Domenic is one of those people who believes every macho man has a frustrated queen trapped inside him, trying desperately to get out. As a result, he can’t resist playing the gay cupid. The image of Clay and Germaine fucking leapt into my head; they looked like two crocodiles, snout to tail, dragging each other into a death roll of ecstasy.

“No harm in a bit of flirting,” said Clay.

“That’s what you think,” said Germaine. “What kind of fighting do you do?”

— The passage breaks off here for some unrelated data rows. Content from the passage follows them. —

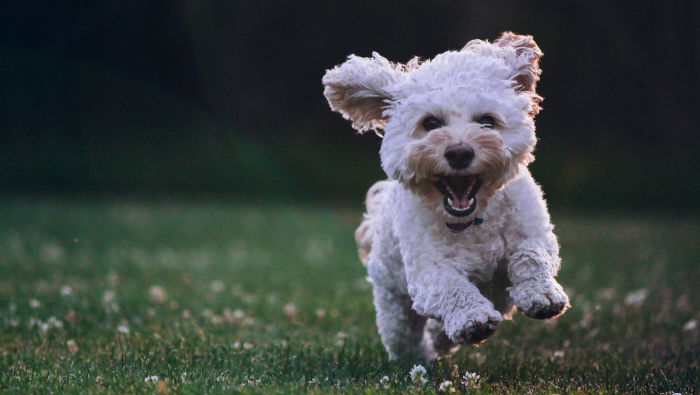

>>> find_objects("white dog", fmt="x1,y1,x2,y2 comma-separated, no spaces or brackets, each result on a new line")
323,32,569,360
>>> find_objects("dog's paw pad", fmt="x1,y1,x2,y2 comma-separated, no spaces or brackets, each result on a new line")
451,319,500,345
523,302,568,320
511,282,569,320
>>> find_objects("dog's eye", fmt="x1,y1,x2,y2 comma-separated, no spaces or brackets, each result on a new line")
423,117,445,132
476,115,496,128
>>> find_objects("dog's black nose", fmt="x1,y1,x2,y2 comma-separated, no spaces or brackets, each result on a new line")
445,144,474,169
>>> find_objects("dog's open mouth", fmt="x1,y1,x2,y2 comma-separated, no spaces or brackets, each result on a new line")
435,175,482,217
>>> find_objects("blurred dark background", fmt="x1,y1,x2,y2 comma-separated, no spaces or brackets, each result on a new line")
0,0,700,210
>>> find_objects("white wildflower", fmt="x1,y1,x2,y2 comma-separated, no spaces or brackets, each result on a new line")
380,376,389,387
284,302,297,320
440,380,457,392
148,285,168,304
625,288,649,307
410,365,428,384
46,316,63,329
66,340,78,354
210,280,226,294
462,372,481,388
102,289,119,313
117,321,129,335
683,320,698,332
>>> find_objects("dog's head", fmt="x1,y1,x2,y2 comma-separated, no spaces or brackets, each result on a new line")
323,32,542,230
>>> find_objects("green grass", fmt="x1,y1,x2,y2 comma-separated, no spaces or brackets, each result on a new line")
0,198,700,394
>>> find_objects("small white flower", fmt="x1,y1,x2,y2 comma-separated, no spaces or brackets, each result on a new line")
148,285,168,304
683,320,698,332
379,376,389,387
66,340,78,354
117,321,129,335
462,372,481,387
410,365,428,384
284,302,297,320
61,285,73,298
625,289,649,307
440,380,457,392
210,280,226,294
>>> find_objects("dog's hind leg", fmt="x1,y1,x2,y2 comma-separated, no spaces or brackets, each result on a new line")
355,181,396,265
373,285,426,362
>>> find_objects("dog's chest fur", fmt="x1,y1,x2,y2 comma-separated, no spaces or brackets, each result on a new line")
370,172,534,298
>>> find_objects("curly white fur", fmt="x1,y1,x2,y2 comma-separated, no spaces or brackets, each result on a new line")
323,33,569,360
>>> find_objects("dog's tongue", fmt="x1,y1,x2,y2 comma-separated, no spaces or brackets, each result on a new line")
450,176,470,210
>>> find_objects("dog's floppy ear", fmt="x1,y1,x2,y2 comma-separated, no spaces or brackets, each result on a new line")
493,32,543,93
323,52,405,132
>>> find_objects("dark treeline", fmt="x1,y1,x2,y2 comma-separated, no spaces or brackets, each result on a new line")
0,0,700,208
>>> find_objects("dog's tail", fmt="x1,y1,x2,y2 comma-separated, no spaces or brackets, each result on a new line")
355,180,396,266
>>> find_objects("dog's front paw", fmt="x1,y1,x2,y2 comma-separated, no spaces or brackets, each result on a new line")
510,279,570,320
445,310,502,345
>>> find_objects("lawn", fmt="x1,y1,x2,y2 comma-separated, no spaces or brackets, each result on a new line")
0,197,700,394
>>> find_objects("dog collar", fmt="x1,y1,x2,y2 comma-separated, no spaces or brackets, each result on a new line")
445,217,484,233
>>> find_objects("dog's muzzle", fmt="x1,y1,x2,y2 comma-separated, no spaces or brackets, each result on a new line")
434,175,482,218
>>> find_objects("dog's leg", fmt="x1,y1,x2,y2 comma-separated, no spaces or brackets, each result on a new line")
373,285,426,360
421,318,459,361
508,248,569,320
407,270,502,344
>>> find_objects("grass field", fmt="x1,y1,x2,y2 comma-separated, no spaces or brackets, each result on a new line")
0,198,700,394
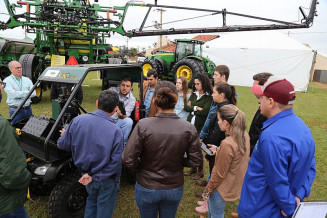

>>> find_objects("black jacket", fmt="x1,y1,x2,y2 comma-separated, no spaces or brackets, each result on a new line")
249,107,268,156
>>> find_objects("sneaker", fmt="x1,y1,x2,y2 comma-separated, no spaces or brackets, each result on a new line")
195,202,208,213
196,201,205,206
195,180,208,187
192,171,204,180
195,192,203,198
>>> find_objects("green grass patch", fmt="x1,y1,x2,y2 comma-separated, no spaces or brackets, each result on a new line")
0,76,327,218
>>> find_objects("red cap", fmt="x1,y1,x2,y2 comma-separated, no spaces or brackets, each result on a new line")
251,76,295,105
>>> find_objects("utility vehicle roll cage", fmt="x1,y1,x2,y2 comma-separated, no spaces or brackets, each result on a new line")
11,64,144,162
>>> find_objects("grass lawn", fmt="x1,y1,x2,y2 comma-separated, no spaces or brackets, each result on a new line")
0,74,327,218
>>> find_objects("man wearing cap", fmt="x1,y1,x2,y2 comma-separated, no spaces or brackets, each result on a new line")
237,76,316,218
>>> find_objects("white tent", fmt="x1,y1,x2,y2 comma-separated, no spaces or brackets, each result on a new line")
203,31,314,92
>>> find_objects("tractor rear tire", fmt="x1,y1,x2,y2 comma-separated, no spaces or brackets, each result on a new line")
141,59,162,77
49,173,87,218
172,58,206,87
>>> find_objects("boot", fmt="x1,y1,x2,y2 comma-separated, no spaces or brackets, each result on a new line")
192,170,204,180
195,201,208,213
196,201,205,206
184,167,196,176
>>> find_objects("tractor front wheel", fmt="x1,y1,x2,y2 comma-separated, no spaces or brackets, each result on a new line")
172,59,205,87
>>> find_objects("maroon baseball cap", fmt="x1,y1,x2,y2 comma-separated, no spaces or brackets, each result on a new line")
251,76,295,105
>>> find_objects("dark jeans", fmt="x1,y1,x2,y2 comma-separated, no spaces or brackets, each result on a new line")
0,206,28,218
84,179,119,218
9,107,33,124
135,183,183,218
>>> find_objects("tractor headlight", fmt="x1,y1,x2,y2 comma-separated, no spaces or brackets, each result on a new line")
34,164,51,176
83,56,89,62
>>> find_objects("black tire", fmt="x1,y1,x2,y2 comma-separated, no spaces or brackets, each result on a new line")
141,59,162,79
49,173,87,218
154,59,168,79
172,58,206,87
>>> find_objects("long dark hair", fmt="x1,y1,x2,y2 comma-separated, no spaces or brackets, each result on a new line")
177,76,188,104
154,86,177,109
218,104,246,155
193,73,212,95
214,82,237,105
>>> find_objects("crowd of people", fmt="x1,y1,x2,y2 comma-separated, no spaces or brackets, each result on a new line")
0,61,316,218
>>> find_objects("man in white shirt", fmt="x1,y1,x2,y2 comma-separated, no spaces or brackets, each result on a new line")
109,77,136,146
3,61,36,124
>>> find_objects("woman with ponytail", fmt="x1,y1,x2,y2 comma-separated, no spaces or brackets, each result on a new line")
174,76,191,120
122,82,203,218
202,104,250,218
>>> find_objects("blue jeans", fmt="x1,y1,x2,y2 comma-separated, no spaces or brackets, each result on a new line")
135,182,183,218
208,190,226,218
116,117,133,146
9,107,33,124
0,206,28,218
84,179,119,218
200,101,217,139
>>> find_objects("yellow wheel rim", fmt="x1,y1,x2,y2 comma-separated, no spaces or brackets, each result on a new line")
176,65,192,82
35,87,42,97
142,64,152,76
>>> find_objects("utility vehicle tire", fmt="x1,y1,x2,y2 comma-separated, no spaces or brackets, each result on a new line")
49,173,87,218
0,66,11,81
141,59,162,77
31,84,43,104
172,58,206,87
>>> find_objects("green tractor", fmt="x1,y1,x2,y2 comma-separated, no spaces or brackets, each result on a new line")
141,39,215,86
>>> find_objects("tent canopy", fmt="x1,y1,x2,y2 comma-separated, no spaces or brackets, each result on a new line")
203,31,315,92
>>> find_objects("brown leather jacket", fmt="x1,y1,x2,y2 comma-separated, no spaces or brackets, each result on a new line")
122,113,203,190
205,132,250,201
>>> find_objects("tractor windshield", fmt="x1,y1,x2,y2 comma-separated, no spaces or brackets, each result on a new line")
176,42,202,61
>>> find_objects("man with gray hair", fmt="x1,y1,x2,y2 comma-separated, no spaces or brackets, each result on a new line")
3,61,36,124
57,90,124,218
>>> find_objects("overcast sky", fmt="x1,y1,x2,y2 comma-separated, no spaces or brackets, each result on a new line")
0,0,327,56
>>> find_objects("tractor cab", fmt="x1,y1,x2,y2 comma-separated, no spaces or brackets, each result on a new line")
175,39,204,62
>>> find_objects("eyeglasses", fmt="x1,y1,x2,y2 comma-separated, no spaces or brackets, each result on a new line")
0,82,6,89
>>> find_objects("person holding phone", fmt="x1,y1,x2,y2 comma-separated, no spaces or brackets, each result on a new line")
122,81,203,218
202,104,250,218
195,82,237,213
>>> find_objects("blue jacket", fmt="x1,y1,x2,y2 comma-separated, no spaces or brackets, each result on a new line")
237,109,316,218
199,101,217,139
57,110,123,182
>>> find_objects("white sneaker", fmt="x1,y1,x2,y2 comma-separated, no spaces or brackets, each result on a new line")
195,201,208,213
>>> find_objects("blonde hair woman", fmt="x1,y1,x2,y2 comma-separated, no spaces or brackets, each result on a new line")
202,104,250,217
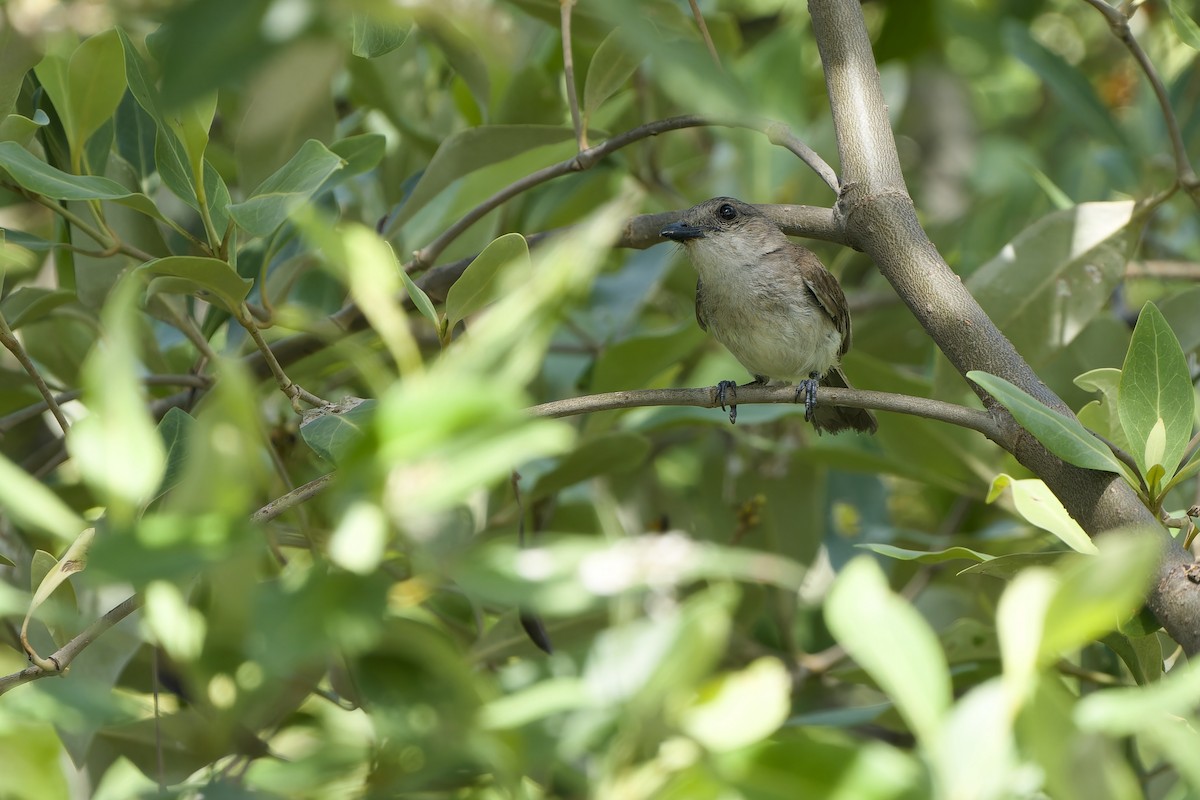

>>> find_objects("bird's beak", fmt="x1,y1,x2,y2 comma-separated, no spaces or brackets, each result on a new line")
659,222,704,241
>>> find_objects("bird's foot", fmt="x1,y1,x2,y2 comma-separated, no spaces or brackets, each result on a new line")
796,372,820,422
716,380,738,425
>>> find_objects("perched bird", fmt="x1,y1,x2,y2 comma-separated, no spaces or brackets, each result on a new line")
660,197,878,433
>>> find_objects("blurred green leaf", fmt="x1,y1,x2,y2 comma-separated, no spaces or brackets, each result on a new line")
65,30,126,167
0,287,76,330
446,234,533,329
1117,302,1195,479
1001,20,1128,145
229,139,344,236
592,321,704,392
682,657,792,752
138,255,254,314
384,125,575,232
0,456,88,542
157,408,196,497
0,142,131,200
824,555,950,742
20,528,96,672
527,433,650,500
1075,647,1200,736
967,369,1129,477
988,473,1096,554
854,542,995,564
0,24,42,116
329,133,388,180
300,397,378,464
966,201,1145,366
0,109,50,146
1166,0,1200,50
67,278,167,513
583,28,646,127
350,13,409,59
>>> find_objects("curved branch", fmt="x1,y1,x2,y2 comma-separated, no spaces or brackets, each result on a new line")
408,115,838,272
529,386,1004,441
809,0,1200,654
0,595,142,694
1084,0,1200,203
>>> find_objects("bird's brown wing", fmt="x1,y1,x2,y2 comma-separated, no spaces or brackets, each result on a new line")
696,278,708,331
799,248,851,355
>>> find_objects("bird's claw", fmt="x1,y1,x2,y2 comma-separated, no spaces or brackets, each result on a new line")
796,372,817,422
716,380,738,425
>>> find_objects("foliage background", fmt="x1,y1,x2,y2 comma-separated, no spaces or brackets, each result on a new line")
0,0,1200,798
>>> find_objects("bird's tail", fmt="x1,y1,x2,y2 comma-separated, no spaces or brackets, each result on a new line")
812,367,880,433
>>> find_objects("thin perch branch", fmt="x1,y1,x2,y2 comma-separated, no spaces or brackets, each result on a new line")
0,595,142,694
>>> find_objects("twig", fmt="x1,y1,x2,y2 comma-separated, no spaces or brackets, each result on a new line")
1084,0,1200,204
0,374,212,434
234,313,331,414
558,0,588,152
0,314,71,434
529,386,1002,440
408,115,838,272
250,473,336,522
0,595,142,694
688,0,724,70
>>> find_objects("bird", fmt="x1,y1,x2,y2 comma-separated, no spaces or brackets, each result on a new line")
660,197,878,434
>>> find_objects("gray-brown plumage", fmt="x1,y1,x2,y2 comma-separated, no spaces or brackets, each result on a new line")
661,197,877,433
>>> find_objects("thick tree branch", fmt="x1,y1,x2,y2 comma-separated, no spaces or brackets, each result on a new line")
809,0,1200,652
529,386,1004,440
1084,0,1200,203
403,115,838,272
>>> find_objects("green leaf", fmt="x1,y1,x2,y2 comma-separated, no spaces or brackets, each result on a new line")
0,109,50,146
67,277,166,513
1102,633,1163,685
1166,0,1200,50
67,30,126,163
1117,302,1195,477
20,528,96,672
1075,367,1130,452
826,555,950,742
592,321,704,392
350,13,409,59
384,125,575,232
229,139,343,236
0,23,44,116
1075,660,1200,736
329,133,388,179
966,201,1144,366
988,473,1096,553
446,233,533,327
0,142,132,200
967,369,1134,482
1042,530,1160,657
854,543,996,564
396,264,440,330
138,255,254,315
0,456,88,542
679,657,792,752
996,530,1159,694
1002,19,1129,151
300,397,378,465
583,28,646,127
0,287,76,330
529,432,650,500
156,408,196,497
959,551,1064,579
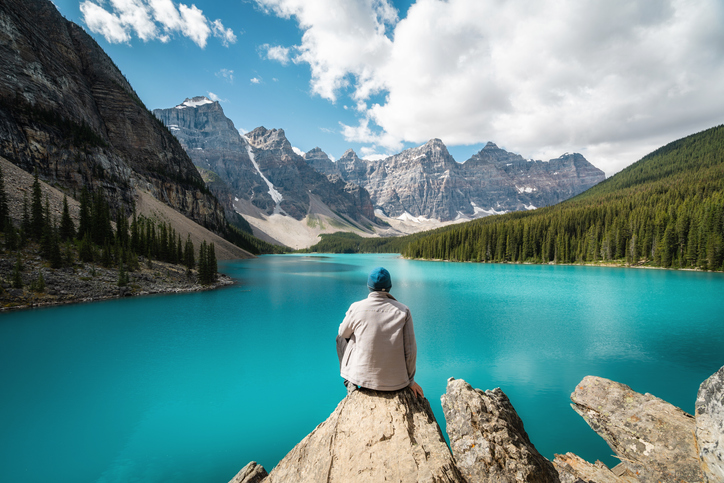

“Mixed martial arts. Ultimate fighting.”

“That’s the one in the cage, isn’t it?”

“Most of the time. Sometimes it’s in a ring, but more and more it’s in a cage.”

“That sport really confuses me,” said Germaine. “All those big, sweaty men wrestling all over each other. It’s like if there’s violence involved, then they have permission to touch each other in a really intimate way.”

“Man, that’s how you know you’re not gay,” said Clay, emphatically. “I hate it when you’re wrestling and you end up with your face in someone’s sweaty armpit.” Clay lifted his glass as if to take a drink, and then, possessed of an idea, waved his glass at Germaine. “That’s the other thing. As a kid, all my experience of women was through pornography,” said Clay.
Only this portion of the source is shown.